The public can accept a lot from Hollywood. But a rotund teenager on the red carpet, displaying the gestating results of that early sexualization of girls you've heard too much about? Let's just call it the boundary test between societal acceptance and condemnation.
Actually, let's just call it condemnation. Like others covering this story, Hesse cast verbal stones at Spears, not least because of her hypocrisy. Besides starring in a wholesome TV show, Spears met her baby papa in ... church. Oh, the double standard!
Hesse also cast stones at Spears for giving scandal to the faithful -- her faithful fans, that is:
But questions of career rebounds aside, the larger issue at hand is how the pregnancy will resound with teen girls around the country.
"It's interesting to note that Jamie Lynn has a good-girl image," says Jessica Sheets of the National Campaign to Prevent Teen and Unplanned Pregnancy. "It's a message that girls should be getting." Message received: Good girls get baby bumps, too.

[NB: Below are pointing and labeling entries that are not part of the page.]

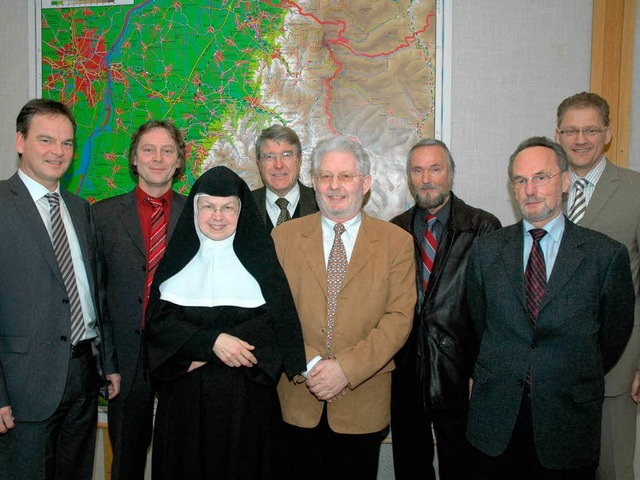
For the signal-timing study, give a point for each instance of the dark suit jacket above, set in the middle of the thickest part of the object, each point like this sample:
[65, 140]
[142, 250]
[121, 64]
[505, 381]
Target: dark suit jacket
[614, 209]
[306, 205]
[35, 329]
[583, 325]
[122, 274]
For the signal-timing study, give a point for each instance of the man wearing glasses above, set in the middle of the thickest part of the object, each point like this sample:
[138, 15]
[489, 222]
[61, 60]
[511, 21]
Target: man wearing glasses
[605, 198]
[353, 281]
[552, 304]
[283, 196]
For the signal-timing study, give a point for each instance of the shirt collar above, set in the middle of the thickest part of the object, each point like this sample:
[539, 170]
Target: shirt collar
[36, 190]
[292, 196]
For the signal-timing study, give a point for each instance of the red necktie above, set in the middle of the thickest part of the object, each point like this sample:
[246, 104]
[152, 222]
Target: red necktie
[428, 248]
[157, 242]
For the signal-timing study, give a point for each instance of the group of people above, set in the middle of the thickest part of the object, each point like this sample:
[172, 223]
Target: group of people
[284, 332]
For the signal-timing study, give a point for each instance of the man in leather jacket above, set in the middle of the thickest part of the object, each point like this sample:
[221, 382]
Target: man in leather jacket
[431, 381]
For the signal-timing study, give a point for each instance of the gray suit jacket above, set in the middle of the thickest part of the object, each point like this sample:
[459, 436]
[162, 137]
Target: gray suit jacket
[585, 319]
[122, 274]
[35, 330]
[614, 209]
[306, 205]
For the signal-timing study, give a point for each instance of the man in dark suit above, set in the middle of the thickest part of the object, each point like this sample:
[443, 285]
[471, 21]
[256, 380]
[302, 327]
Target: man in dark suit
[606, 199]
[283, 196]
[124, 239]
[48, 323]
[355, 314]
[431, 380]
[553, 306]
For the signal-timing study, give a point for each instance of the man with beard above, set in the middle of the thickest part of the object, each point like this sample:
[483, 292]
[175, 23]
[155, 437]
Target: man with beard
[431, 379]
[553, 304]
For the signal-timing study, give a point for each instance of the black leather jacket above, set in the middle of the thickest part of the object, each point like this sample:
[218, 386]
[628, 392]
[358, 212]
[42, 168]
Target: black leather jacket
[442, 347]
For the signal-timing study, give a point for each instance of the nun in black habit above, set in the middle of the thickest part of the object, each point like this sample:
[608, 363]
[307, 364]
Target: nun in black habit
[221, 329]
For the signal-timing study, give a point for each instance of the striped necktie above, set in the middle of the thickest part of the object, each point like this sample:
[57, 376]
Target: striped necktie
[282, 203]
[579, 201]
[428, 248]
[63, 256]
[157, 240]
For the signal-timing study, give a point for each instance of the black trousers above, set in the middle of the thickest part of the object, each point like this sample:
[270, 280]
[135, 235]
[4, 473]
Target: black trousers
[63, 446]
[319, 453]
[520, 460]
[412, 439]
[131, 427]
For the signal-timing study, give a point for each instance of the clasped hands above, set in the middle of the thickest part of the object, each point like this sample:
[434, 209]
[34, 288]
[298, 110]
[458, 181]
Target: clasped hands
[232, 351]
[327, 381]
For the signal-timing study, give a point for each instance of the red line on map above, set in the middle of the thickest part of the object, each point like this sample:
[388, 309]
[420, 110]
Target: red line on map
[340, 40]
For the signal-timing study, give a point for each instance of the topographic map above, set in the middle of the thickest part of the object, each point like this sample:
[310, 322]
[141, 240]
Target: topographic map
[224, 70]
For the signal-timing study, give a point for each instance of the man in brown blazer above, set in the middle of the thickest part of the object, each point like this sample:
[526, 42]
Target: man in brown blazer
[608, 202]
[336, 419]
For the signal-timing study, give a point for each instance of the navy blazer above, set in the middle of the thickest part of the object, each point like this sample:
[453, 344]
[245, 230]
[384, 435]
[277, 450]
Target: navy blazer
[35, 328]
[584, 323]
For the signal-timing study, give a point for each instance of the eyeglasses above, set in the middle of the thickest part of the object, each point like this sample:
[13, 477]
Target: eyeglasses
[272, 157]
[345, 178]
[539, 180]
[226, 210]
[587, 132]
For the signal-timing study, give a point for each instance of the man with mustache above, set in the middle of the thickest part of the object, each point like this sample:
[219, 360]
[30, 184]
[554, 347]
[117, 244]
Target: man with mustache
[430, 382]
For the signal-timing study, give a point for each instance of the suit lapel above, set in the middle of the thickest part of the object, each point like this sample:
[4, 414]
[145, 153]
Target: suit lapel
[128, 216]
[260, 195]
[511, 254]
[313, 249]
[569, 257]
[363, 249]
[32, 219]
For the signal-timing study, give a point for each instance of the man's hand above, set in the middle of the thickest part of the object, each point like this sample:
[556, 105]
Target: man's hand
[233, 351]
[113, 385]
[326, 380]
[6, 419]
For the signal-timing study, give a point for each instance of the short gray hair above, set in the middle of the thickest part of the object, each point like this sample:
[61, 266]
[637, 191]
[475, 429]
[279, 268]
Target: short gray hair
[561, 156]
[340, 143]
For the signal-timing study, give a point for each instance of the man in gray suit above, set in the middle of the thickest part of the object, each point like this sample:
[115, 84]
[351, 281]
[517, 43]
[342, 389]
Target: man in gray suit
[553, 307]
[48, 374]
[283, 196]
[123, 228]
[606, 199]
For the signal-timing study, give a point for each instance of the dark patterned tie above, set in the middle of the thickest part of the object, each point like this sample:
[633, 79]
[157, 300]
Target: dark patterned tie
[283, 203]
[336, 269]
[63, 256]
[428, 248]
[579, 201]
[535, 277]
[157, 241]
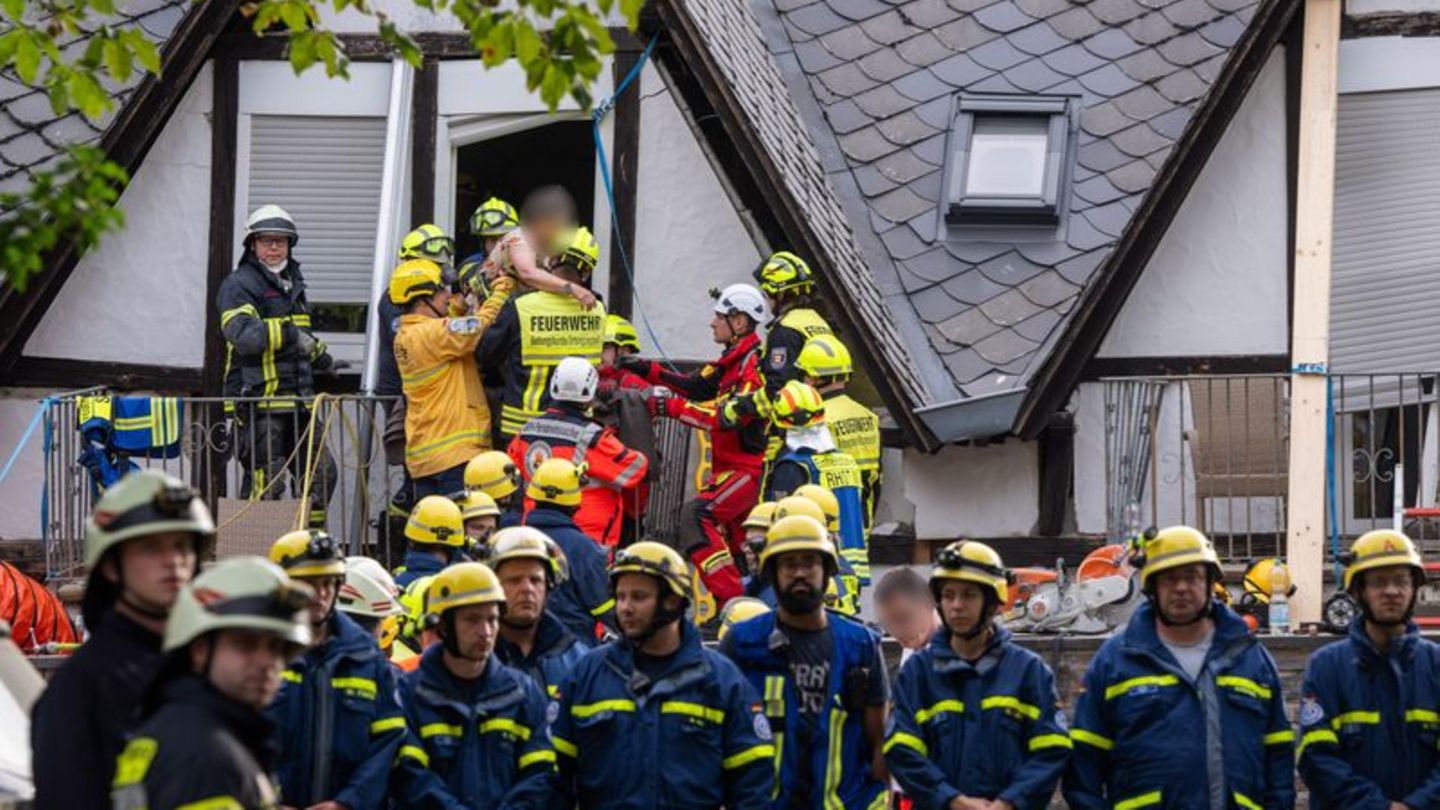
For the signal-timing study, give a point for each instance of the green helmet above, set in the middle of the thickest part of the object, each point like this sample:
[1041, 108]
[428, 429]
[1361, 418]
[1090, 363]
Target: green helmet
[242, 593]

As you might have guessed, my problem with Hesse's
condemnation story is that it's a secular morality tale and little else. Hypocrisy, sin, giving scandal to the faithful, casting stones -- where have we heard of those before?
To be sure, teenage pregnancy is a major secular concern. But Hesse and other reporters should have examined the religious angle to this story, especially considering that Spears and her boyfriend met in church. What does their pastor have to say about Spears' pregnancy? What does Spears' Baptist faith have to say about premarital sex?
I don't mind the Narrative of the Fallen Teen Role Model. But don't ignore the Parable of the Woman Caught in Adultery.
Meanwhile, there is one other little issue to clear up in many of the mainstream reports. It appears that the oh-my-gosh-isn't-that-ironic "parenting book" that evangelical mega-publisher Thomas Nelson was about to publish by Lynn Spears wasn't going to be a parenting advice book. Editor & Publisher notes:
Now the house is clarifying one point it claims the press missed from the beginning: the book in question is not a parenting title, as it has often been cited by in the media.
"From the onset, the media have inaccurately reported that Lynne Spears' book is a parenting book. I'm sure this helps fuel tabloid readership, but it is simply not true," explained Nelson president and CEO Michael Hyatt in a statement.
The book, which a rep at the house confirmed has not been canceled but "delayed indefinitely," will not, as the publisher notes, offer advice on child-rearing from the mom of fallen pop princess Britney Spears, but, rather, stand as a memoir about raising kids thrust into the spotlight. It will, as the publisher describes, "provide a window into the real-life world of fame and worldly success, including the toll it extracts from some who aspire to it."
Duly noted. We can assume that it will now feature a new chapter or two.